La lluvia golpeaba los cristales del apartamento con la insistencia de un recuerdo que se niega a morir. Ricardo Varela contemplaba las gotas deslizarse por el vidrio sucio, trazando caminos arbitrarios que se bifurcaban y volvían a encontrarse. Fumaba su tercer cigarrillo de la tarde —o quizá el cuarto, había perdido la cuenta— mientras el humo se enroscaba perezoso hacia el techo manchado de humedad.
Setenta y ocho años. Veintitrés retirado. Y todavía sentía el peso de la placa en el bolsillo interior del abrigo, aunque hacía más de dos décadas que no la llevaba.
El apartamento olía a tabaco frío y a soledad enquistada. Las cajas de archivos se apilaban contra las paredes, eran testigos mudos de una carrera que terminó demasiado pronto, o demasiado tarde, dependiendo de cómo se mirara. Ricardo ya no estaba seguro de nada. La certeza era un lujo que había dejado de permitirse el día que encontraron el cuerpo de Sergio Mena flotando en el Nervión, con los bolsillos llenos de piedras y los ojos abiertos mirando hacia un cielo que ya no podía ver.
El timbre sonó dos veces. Breve, impaciente.
Ricardo aplastó el cigarrillo en el cenicero desbordante y se levantó con la lentitud de quien sabe que nada urgente puede esperarle ya. Su rodilla izquierda protestó por la vieja herida de servicio que los médicos dijeron que mejoraría con el tiempo y que resultó ser una mentira bien intencionada.
Cojeando levemente, cruzó el pasillo estrecho. A través de la mirilla solo distinguió la espalda de alguien que ya se alejaba escaleras abajo.
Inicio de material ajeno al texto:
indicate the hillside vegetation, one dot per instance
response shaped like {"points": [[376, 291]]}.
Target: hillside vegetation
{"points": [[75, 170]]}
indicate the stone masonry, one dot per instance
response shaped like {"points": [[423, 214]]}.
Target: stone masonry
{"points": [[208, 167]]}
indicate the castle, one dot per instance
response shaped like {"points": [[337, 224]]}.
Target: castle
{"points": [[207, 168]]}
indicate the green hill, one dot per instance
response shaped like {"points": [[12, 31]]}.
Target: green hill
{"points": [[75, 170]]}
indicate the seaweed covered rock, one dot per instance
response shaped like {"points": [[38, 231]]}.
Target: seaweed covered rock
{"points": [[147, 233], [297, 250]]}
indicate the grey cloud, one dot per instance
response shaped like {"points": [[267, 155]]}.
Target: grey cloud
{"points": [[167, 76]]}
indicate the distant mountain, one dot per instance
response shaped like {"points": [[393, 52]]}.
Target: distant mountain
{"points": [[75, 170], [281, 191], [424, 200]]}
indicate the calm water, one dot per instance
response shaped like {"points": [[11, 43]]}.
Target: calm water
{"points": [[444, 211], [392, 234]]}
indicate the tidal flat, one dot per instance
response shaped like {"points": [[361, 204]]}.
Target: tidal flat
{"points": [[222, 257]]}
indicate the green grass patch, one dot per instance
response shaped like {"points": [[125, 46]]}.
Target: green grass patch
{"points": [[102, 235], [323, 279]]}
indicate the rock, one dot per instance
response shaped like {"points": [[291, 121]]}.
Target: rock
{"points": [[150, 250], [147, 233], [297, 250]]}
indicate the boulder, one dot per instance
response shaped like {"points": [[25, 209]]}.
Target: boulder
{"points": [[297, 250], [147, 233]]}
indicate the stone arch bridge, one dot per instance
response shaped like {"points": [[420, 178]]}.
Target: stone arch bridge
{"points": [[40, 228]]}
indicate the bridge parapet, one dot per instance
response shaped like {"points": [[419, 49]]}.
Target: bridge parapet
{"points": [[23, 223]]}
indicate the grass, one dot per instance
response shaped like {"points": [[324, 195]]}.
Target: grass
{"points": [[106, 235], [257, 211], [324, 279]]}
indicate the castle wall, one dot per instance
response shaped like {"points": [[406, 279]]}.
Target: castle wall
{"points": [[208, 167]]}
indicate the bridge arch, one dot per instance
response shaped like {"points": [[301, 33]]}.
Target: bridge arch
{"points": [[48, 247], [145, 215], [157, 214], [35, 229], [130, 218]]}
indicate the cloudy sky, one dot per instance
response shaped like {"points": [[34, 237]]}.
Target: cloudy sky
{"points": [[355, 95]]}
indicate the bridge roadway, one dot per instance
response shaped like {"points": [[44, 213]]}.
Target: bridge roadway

Para cuando giró el picaporte y asomó la cabeza, el hueco de la escalera estaba vacío. Solo quedaba el eco de unos pasos apresurados resonando en los pisos inferiores y el olor acre a fritanga que subía desde el piso de la señora Aguirre.
En el felpudo había un sobre. Manila. Sin remitente. Sin sello. Sin nombre.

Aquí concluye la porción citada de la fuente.